ECLI:NL:GHAMS:2017:33
Gerechtshof Amsterdam
- Raadkamer
- Rechtspraak.nl
Voorlopige hechtenis en recidivegevaar in hoger beroep
In deze zaak heeft het Gerechtshof Amsterdam op 4 januari 2017 uitspraak gedaan in het hoger beroep van de verdachte, die in voorlopige hechtenis was genomen. De verdachte, geboren in 1984 en thans verblijvende in het huis van bewaring Zwaag, had hoger beroep ingesteld tegen de beschikking van de rechtbank Amsterdam van 5 december 2016, die een bevel tot zijn gevangenhouding inhield. Het hof heeft kennisgenomen van de relevante stukken en heeft zowel de advocaat-generaal als de verdachte, bijgestaan door zijn raadsman, gehoord.
Het hof heeft de beschikking van de rechtbank beoordeeld en is tot de conclusie gekomen dat er sprake is van een gerechtvaardigde vrees voor recidive. Dit oordeel is gebaseerd op de omstandigheden dat in de woning van de verdachte handelshoeveelheden verdovende middelen zijn aangetroffen, evenals een aanzienlijk bedrag aan contant geld. De verdachte heeft aangegeven financiële problemen te hebben, maar heeft tot nu toe weinig openheid van zaken gegeven over de aangetroffen middelen en het geld.

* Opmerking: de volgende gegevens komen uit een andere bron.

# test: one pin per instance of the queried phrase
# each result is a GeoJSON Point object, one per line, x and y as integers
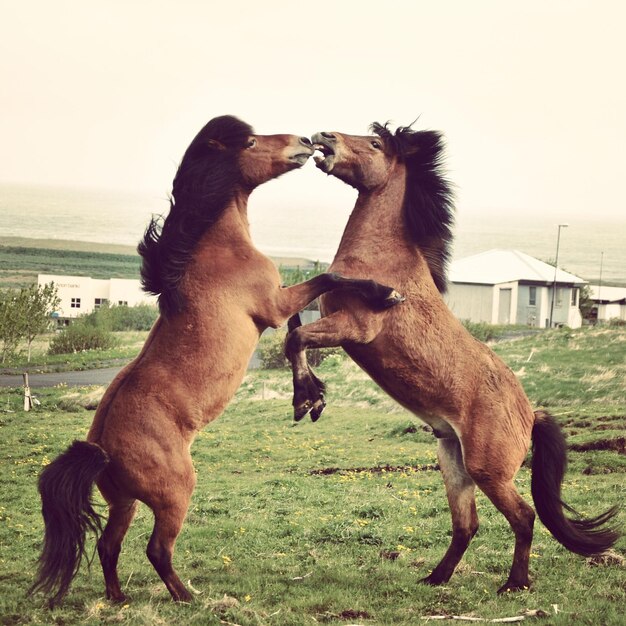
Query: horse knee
{"type": "Point", "coordinates": [293, 343]}
{"type": "Point", "coordinates": [159, 555]}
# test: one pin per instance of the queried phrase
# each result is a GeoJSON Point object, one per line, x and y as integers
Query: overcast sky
{"type": "Point", "coordinates": [530, 95]}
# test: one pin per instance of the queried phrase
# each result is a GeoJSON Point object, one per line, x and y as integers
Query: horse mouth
{"type": "Point", "coordinates": [326, 160]}
{"type": "Point", "coordinates": [301, 158]}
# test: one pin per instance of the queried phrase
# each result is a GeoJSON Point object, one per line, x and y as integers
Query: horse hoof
{"type": "Point", "coordinates": [393, 298]}
{"type": "Point", "coordinates": [300, 411]}
{"type": "Point", "coordinates": [317, 410]}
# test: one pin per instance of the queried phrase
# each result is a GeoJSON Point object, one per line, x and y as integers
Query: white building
{"type": "Point", "coordinates": [81, 294]}
{"type": "Point", "coordinates": [609, 302]}
{"type": "Point", "coordinates": [510, 287]}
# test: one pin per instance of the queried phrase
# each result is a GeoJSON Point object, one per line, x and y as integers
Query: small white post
{"type": "Point", "coordinates": [28, 399]}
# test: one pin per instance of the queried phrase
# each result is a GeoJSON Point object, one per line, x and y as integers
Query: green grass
{"type": "Point", "coordinates": [25, 263]}
{"type": "Point", "coordinates": [271, 539]}
{"type": "Point", "coordinates": [127, 346]}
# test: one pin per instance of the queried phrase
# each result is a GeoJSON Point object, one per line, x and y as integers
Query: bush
{"type": "Point", "coordinates": [119, 318]}
{"type": "Point", "coordinates": [81, 336]}
{"type": "Point", "coordinates": [271, 351]}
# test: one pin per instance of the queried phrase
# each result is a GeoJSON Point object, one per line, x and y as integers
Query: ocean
{"type": "Point", "coordinates": [117, 217]}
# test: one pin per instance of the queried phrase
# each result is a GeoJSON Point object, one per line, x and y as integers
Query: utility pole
{"type": "Point", "coordinates": [556, 267]}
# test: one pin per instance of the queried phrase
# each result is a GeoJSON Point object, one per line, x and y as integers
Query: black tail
{"type": "Point", "coordinates": [65, 487]}
{"type": "Point", "coordinates": [583, 536]}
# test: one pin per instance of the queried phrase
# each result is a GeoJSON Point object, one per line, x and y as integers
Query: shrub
{"type": "Point", "coordinates": [119, 318]}
{"type": "Point", "coordinates": [81, 336]}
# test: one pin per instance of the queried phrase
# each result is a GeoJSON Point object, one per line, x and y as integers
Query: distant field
{"type": "Point", "coordinates": [21, 259]}
{"type": "Point", "coordinates": [20, 264]}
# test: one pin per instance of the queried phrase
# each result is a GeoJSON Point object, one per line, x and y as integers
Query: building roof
{"type": "Point", "coordinates": [604, 293]}
{"type": "Point", "coordinates": [505, 266]}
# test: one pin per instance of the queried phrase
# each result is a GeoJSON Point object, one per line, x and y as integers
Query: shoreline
{"type": "Point", "coordinates": [128, 250]}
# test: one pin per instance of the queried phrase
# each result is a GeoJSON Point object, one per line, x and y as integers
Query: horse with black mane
{"type": "Point", "coordinates": [423, 357]}
{"type": "Point", "coordinates": [217, 293]}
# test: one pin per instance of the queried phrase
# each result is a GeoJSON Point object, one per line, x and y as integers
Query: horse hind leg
{"type": "Point", "coordinates": [521, 518]}
{"type": "Point", "coordinates": [460, 490]}
{"type": "Point", "coordinates": [121, 515]}
{"type": "Point", "coordinates": [168, 521]}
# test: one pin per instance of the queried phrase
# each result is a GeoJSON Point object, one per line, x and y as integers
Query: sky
{"type": "Point", "coordinates": [530, 95]}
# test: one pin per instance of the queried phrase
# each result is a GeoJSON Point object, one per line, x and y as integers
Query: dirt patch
{"type": "Point", "coordinates": [615, 445]}
{"type": "Point", "coordinates": [379, 469]}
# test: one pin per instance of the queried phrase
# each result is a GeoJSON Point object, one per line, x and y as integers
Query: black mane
{"type": "Point", "coordinates": [203, 186]}
{"type": "Point", "coordinates": [428, 201]}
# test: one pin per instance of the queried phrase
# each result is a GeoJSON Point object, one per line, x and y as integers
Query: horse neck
{"type": "Point", "coordinates": [232, 230]}
{"type": "Point", "coordinates": [376, 225]}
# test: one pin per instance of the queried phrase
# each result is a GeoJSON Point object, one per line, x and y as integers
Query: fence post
{"type": "Point", "coordinates": [28, 399]}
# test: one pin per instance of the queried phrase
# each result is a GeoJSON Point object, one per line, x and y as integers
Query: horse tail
{"type": "Point", "coordinates": [68, 511]}
{"type": "Point", "coordinates": [583, 536]}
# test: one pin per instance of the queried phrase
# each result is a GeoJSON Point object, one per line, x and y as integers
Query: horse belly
{"type": "Point", "coordinates": [402, 383]}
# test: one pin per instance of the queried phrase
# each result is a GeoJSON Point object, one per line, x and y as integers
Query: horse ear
{"type": "Point", "coordinates": [419, 141]}
{"type": "Point", "coordinates": [215, 145]}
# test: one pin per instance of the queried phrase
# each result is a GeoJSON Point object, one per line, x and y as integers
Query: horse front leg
{"type": "Point", "coordinates": [328, 332]}
{"type": "Point", "coordinates": [291, 300]}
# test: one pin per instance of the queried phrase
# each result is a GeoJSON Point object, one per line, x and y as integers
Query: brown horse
{"type": "Point", "coordinates": [419, 353]}
{"type": "Point", "coordinates": [217, 294]}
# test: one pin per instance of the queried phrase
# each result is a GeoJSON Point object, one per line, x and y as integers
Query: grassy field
{"type": "Point", "coordinates": [335, 522]}
{"type": "Point", "coordinates": [21, 259]}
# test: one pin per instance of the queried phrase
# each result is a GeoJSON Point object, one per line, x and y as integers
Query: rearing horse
{"type": "Point", "coordinates": [422, 356]}
{"type": "Point", "coordinates": [217, 294]}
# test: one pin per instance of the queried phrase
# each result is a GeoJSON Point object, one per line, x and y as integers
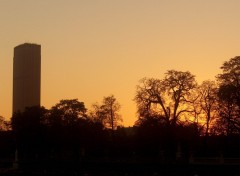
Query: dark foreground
{"type": "Point", "coordinates": [57, 168]}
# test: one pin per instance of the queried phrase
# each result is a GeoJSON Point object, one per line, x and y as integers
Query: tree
{"type": "Point", "coordinates": [168, 98]}
{"type": "Point", "coordinates": [229, 95]}
{"type": "Point", "coordinates": [107, 113]}
{"type": "Point", "coordinates": [67, 113]}
{"type": "Point", "coordinates": [207, 101]}
{"type": "Point", "coordinates": [4, 125]}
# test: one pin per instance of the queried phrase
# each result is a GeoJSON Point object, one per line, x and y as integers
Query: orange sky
{"type": "Point", "coordinates": [94, 48]}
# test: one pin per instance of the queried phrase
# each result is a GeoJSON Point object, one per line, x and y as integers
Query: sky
{"type": "Point", "coordinates": [95, 48]}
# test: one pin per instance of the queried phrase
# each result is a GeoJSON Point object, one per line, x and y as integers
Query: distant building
{"type": "Point", "coordinates": [26, 76]}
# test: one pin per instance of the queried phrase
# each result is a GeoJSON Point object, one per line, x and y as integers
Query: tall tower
{"type": "Point", "coordinates": [26, 76]}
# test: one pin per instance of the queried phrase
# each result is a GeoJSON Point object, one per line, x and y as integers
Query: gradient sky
{"type": "Point", "coordinates": [94, 48]}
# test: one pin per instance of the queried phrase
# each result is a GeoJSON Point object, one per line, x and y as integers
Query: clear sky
{"type": "Point", "coordinates": [94, 48]}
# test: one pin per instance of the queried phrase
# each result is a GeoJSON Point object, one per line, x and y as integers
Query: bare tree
{"type": "Point", "coordinates": [168, 98]}
{"type": "Point", "coordinates": [207, 102]}
{"type": "Point", "coordinates": [107, 113]}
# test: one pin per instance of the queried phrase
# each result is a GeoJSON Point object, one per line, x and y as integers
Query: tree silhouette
{"type": "Point", "coordinates": [167, 98]}
{"type": "Point", "coordinates": [207, 102]}
{"type": "Point", "coordinates": [229, 95]}
{"type": "Point", "coordinates": [4, 125]}
{"type": "Point", "coordinates": [107, 113]}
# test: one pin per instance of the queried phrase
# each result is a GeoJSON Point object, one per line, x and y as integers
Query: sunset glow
{"type": "Point", "coordinates": [95, 48]}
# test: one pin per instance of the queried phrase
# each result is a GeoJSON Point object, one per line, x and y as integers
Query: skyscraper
{"type": "Point", "coordinates": [26, 76]}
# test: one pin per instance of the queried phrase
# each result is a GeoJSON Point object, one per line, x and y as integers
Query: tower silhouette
{"type": "Point", "coordinates": [26, 76]}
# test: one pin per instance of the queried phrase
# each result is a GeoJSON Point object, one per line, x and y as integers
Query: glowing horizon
{"type": "Point", "coordinates": [91, 49]}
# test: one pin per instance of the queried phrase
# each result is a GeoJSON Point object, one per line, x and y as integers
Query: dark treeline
{"type": "Point", "coordinates": [177, 119]}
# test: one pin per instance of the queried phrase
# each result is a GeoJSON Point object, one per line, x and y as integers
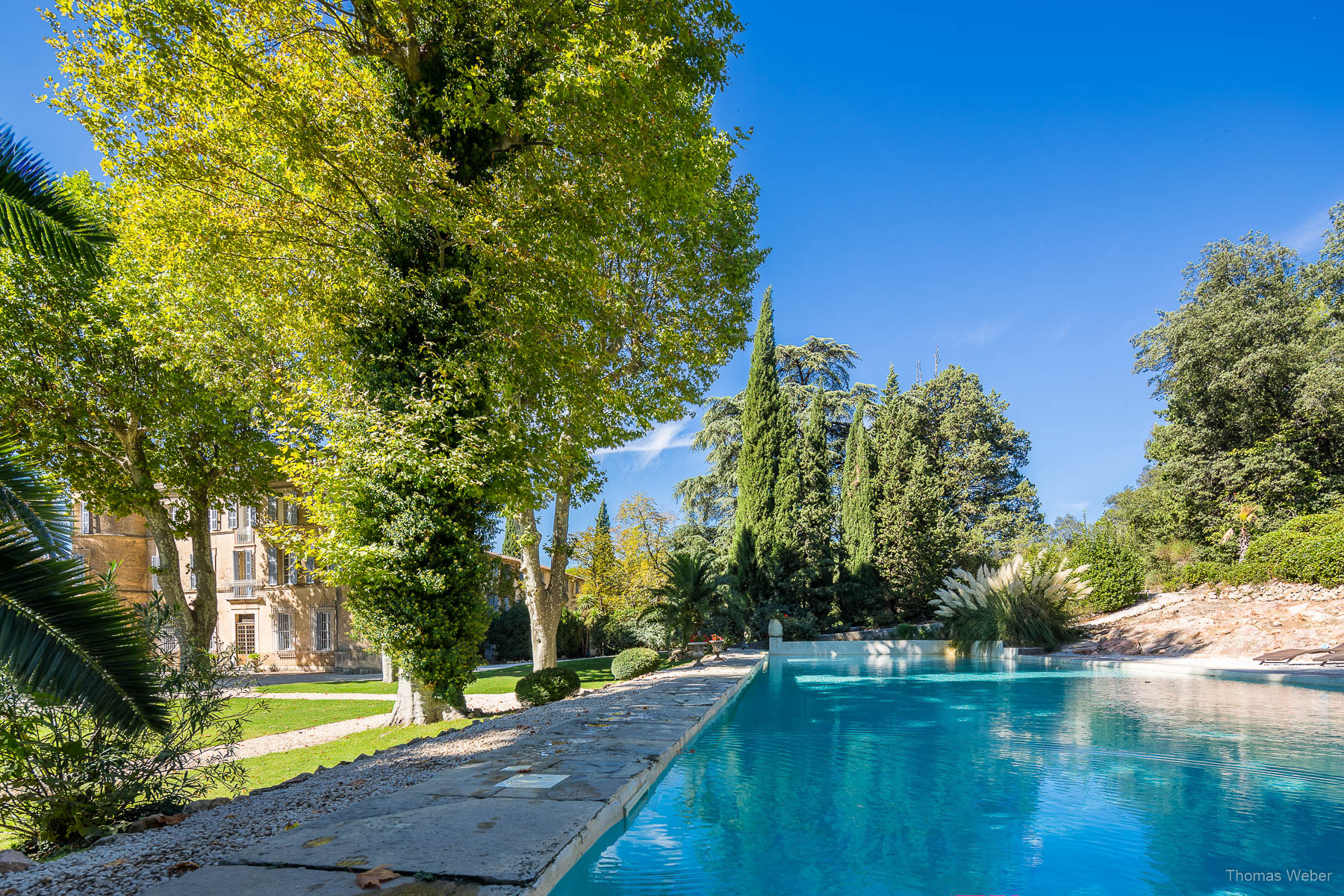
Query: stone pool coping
{"type": "Point", "coordinates": [472, 829]}
{"type": "Point", "coordinates": [1226, 668]}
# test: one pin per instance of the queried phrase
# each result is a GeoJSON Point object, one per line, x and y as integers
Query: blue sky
{"type": "Point", "coordinates": [1018, 186]}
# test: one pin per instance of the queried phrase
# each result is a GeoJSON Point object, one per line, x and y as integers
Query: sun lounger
{"type": "Point", "coordinates": [1293, 653]}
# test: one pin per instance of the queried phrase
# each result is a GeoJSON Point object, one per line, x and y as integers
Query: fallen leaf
{"type": "Point", "coordinates": [374, 877]}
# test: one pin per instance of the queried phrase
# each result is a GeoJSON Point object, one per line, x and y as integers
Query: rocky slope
{"type": "Point", "coordinates": [1231, 621]}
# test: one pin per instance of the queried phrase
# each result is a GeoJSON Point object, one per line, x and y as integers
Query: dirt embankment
{"type": "Point", "coordinates": [1233, 621]}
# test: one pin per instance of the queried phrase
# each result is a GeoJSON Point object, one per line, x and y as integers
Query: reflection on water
{"type": "Point", "coordinates": [940, 777]}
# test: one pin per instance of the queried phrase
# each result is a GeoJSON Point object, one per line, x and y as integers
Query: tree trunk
{"type": "Point", "coordinates": [159, 523]}
{"type": "Point", "coordinates": [546, 601]}
{"type": "Point", "coordinates": [417, 704]}
{"type": "Point", "coordinates": [202, 615]}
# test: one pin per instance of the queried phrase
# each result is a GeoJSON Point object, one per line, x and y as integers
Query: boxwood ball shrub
{"type": "Point", "coordinates": [546, 685]}
{"type": "Point", "coordinates": [635, 662]}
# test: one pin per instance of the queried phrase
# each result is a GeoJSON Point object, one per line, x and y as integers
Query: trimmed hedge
{"type": "Point", "coordinates": [635, 662]}
{"type": "Point", "coordinates": [546, 685]}
{"type": "Point", "coordinates": [1308, 548]}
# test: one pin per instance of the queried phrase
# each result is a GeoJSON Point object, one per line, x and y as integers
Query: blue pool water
{"type": "Point", "coordinates": [934, 777]}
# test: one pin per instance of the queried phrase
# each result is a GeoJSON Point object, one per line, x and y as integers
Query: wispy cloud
{"type": "Point", "coordinates": [1310, 235]}
{"type": "Point", "coordinates": [662, 438]}
{"type": "Point", "coordinates": [986, 334]}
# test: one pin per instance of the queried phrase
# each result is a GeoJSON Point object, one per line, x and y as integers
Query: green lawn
{"type": "Point", "coordinates": [292, 715]}
{"type": "Point", "coordinates": [593, 673]}
{"type": "Point", "coordinates": [272, 768]}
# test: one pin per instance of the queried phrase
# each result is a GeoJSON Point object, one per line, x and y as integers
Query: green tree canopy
{"type": "Point", "coordinates": [1248, 370]}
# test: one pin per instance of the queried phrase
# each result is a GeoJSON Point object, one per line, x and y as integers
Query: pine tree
{"type": "Point", "coordinates": [816, 514]}
{"type": "Point", "coordinates": [768, 477]}
{"type": "Point", "coordinates": [922, 544]}
{"type": "Point", "coordinates": [979, 455]}
{"type": "Point", "coordinates": [856, 521]}
{"type": "Point", "coordinates": [914, 541]}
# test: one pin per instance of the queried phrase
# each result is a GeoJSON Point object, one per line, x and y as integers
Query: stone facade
{"type": "Point", "coordinates": [270, 603]}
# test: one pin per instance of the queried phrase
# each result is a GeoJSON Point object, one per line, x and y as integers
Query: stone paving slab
{"type": "Point", "coordinates": [246, 880]}
{"type": "Point", "coordinates": [500, 840]}
{"type": "Point", "coordinates": [475, 836]}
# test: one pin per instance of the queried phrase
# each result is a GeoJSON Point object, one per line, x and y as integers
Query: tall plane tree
{"type": "Point", "coordinates": [503, 235]}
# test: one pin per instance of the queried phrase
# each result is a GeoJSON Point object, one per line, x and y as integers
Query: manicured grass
{"type": "Point", "coordinates": [594, 672]}
{"type": "Point", "coordinates": [275, 716]}
{"type": "Point", "coordinates": [336, 685]}
{"type": "Point", "coordinates": [272, 768]}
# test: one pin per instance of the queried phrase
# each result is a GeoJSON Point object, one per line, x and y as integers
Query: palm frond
{"type": "Point", "coordinates": [38, 217]}
{"type": "Point", "coordinates": [73, 640]}
{"type": "Point", "coordinates": [28, 500]}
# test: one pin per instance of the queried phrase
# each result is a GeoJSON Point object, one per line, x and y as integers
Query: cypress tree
{"type": "Point", "coordinates": [914, 544]}
{"type": "Point", "coordinates": [766, 473]}
{"type": "Point", "coordinates": [856, 521]}
{"type": "Point", "coordinates": [816, 514]}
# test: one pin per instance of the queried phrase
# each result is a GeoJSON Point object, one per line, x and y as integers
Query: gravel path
{"type": "Point", "coordinates": [137, 862]}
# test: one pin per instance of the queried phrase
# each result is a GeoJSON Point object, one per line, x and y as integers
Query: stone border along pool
{"type": "Point", "coordinates": [507, 824]}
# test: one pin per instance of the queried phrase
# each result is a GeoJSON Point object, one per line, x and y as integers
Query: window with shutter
{"type": "Point", "coordinates": [243, 566]}
{"type": "Point", "coordinates": [284, 632]}
{"type": "Point", "coordinates": [323, 630]}
{"type": "Point", "coordinates": [245, 633]}
{"type": "Point", "coordinates": [246, 520]}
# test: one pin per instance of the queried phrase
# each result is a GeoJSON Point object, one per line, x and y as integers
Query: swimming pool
{"type": "Point", "coordinates": [939, 777]}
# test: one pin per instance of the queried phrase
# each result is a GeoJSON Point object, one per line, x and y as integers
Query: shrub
{"type": "Point", "coordinates": [621, 630]}
{"type": "Point", "coordinates": [511, 635]}
{"type": "Point", "coordinates": [546, 685]}
{"type": "Point", "coordinates": [1021, 603]}
{"type": "Point", "coordinates": [1308, 548]}
{"type": "Point", "coordinates": [799, 623]}
{"type": "Point", "coordinates": [65, 775]}
{"type": "Point", "coordinates": [1116, 567]}
{"type": "Point", "coordinates": [635, 662]}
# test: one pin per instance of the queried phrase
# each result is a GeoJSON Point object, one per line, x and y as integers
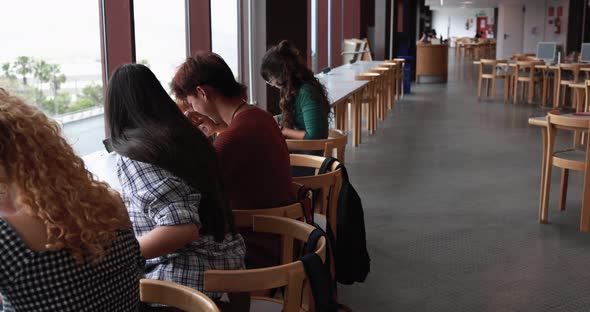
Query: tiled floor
{"type": "Point", "coordinates": [450, 188]}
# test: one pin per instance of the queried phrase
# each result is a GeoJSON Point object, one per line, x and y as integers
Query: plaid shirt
{"type": "Point", "coordinates": [154, 197]}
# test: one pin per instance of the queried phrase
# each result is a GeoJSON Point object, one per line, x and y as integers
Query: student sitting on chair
{"type": "Point", "coordinates": [65, 239]}
{"type": "Point", "coordinates": [305, 107]}
{"type": "Point", "coordinates": [253, 155]}
{"type": "Point", "coordinates": [171, 183]}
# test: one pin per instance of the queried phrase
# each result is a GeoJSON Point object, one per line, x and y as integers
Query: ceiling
{"type": "Point", "coordinates": [435, 4]}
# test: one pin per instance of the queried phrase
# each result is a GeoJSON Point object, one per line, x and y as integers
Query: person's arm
{"type": "Point", "coordinates": [315, 116]}
{"type": "Point", "coordinates": [167, 239]}
{"type": "Point", "coordinates": [171, 204]}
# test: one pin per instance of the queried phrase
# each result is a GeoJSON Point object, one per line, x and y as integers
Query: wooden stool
{"type": "Point", "coordinates": [491, 76]}
{"type": "Point", "coordinates": [524, 75]}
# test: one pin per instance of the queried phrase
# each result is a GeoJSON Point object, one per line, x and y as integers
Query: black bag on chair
{"type": "Point", "coordinates": [350, 247]}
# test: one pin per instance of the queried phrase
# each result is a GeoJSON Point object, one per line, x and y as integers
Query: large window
{"type": "Point", "coordinates": [224, 32]}
{"type": "Point", "coordinates": [160, 36]}
{"type": "Point", "coordinates": [52, 60]}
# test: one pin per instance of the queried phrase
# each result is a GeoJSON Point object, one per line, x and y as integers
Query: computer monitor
{"type": "Point", "coordinates": [546, 51]}
{"type": "Point", "coordinates": [585, 53]}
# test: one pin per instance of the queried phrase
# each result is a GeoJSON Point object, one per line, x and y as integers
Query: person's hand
{"type": "Point", "coordinates": [204, 123]}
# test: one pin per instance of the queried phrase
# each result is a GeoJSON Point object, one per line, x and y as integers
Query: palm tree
{"type": "Point", "coordinates": [56, 78]}
{"type": "Point", "coordinates": [23, 66]}
{"type": "Point", "coordinates": [7, 69]}
{"type": "Point", "coordinates": [41, 71]}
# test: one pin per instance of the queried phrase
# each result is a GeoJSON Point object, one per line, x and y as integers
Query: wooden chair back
{"type": "Point", "coordinates": [327, 184]}
{"type": "Point", "coordinates": [336, 141]}
{"type": "Point", "coordinates": [175, 295]}
{"type": "Point", "coordinates": [291, 276]}
{"type": "Point", "coordinates": [573, 68]}
{"type": "Point", "coordinates": [244, 219]}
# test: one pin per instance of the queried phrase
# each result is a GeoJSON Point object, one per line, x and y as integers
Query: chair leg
{"type": "Point", "coordinates": [493, 86]}
{"type": "Point", "coordinates": [585, 216]}
{"type": "Point", "coordinates": [546, 190]}
{"type": "Point", "coordinates": [563, 188]}
{"type": "Point", "coordinates": [479, 88]}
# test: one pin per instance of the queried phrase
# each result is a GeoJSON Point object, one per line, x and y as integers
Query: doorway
{"type": "Point", "coordinates": [482, 26]}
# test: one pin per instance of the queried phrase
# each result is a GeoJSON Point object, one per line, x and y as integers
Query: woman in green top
{"type": "Point", "coordinates": [305, 108]}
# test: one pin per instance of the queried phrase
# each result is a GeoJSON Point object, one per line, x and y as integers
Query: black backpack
{"type": "Point", "coordinates": [350, 248]}
{"type": "Point", "coordinates": [318, 273]}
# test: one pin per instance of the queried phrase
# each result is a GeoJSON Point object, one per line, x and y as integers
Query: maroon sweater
{"type": "Point", "coordinates": [256, 174]}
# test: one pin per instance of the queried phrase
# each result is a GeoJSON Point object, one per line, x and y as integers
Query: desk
{"type": "Point", "coordinates": [432, 60]}
{"type": "Point", "coordinates": [341, 87]}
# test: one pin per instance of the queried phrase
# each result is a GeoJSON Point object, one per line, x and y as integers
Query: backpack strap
{"type": "Point", "coordinates": [304, 197]}
{"type": "Point", "coordinates": [326, 165]}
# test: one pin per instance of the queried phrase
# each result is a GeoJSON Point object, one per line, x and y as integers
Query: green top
{"type": "Point", "coordinates": [310, 114]}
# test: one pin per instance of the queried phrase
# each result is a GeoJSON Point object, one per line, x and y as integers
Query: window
{"type": "Point", "coordinates": [314, 36]}
{"type": "Point", "coordinates": [50, 57]}
{"type": "Point", "coordinates": [224, 32]}
{"type": "Point", "coordinates": [160, 36]}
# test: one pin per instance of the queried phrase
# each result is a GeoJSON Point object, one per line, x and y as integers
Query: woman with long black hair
{"type": "Point", "coordinates": [305, 107]}
{"type": "Point", "coordinates": [171, 182]}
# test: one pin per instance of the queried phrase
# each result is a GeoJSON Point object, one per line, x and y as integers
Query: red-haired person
{"type": "Point", "coordinates": [252, 152]}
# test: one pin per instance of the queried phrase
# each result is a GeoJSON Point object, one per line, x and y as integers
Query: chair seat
{"type": "Point", "coordinates": [258, 304]}
{"type": "Point", "coordinates": [571, 159]}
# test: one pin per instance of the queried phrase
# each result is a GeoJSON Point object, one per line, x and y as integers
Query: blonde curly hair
{"type": "Point", "coordinates": [81, 215]}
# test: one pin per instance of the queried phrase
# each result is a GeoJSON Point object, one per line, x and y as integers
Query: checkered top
{"type": "Point", "coordinates": [52, 281]}
{"type": "Point", "coordinates": [154, 197]}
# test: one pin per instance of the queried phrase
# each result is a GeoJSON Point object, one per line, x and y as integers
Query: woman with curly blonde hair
{"type": "Point", "coordinates": [65, 239]}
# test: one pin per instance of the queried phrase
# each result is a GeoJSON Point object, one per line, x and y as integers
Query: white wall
{"type": "Point", "coordinates": [259, 47]}
{"type": "Point", "coordinates": [510, 30]}
{"type": "Point", "coordinates": [457, 17]}
{"type": "Point", "coordinates": [550, 34]}
{"type": "Point", "coordinates": [534, 26]}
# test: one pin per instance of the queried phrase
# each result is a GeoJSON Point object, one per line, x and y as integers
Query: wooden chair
{"type": "Point", "coordinates": [570, 159]}
{"type": "Point", "coordinates": [336, 141]}
{"type": "Point", "coordinates": [393, 81]}
{"type": "Point", "coordinates": [367, 47]}
{"type": "Point", "coordinates": [175, 295]}
{"type": "Point", "coordinates": [400, 82]}
{"type": "Point", "coordinates": [382, 91]}
{"type": "Point", "coordinates": [369, 98]}
{"type": "Point", "coordinates": [562, 84]}
{"type": "Point", "coordinates": [483, 76]}
{"type": "Point", "coordinates": [327, 184]}
{"type": "Point", "coordinates": [291, 276]}
{"type": "Point", "coordinates": [524, 75]}
{"type": "Point", "coordinates": [244, 218]}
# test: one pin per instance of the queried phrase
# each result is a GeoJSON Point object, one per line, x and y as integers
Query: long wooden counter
{"type": "Point", "coordinates": [432, 61]}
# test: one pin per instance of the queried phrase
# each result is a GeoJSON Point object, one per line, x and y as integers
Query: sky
{"type": "Point", "coordinates": [67, 32]}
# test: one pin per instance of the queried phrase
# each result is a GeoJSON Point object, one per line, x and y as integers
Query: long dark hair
{"type": "Point", "coordinates": [285, 64]}
{"type": "Point", "coordinates": [147, 126]}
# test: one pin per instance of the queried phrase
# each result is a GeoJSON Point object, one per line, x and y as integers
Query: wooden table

Gelet op deze omstandigheden heeft het hof onvoldoende gegevens om te bepalen of het recidivegevaar op een maatschappelijk aanvaardbare wijze kan worden ingeperkt door het stellen van voorwaarden voor schorsing van de voorlopige hechtenis. Het hof heeft daarom het beroep tegen de beschikking van de rechtbank afgewezen, evenals het verzoek tot schorsing van de voorlopige hechtenis. Deze beslissing is genomen in raadkamer, waarbij de voorzitter en twee raadsheren aanwezig waren, en is op 4 januari 2017 gepubliceerd.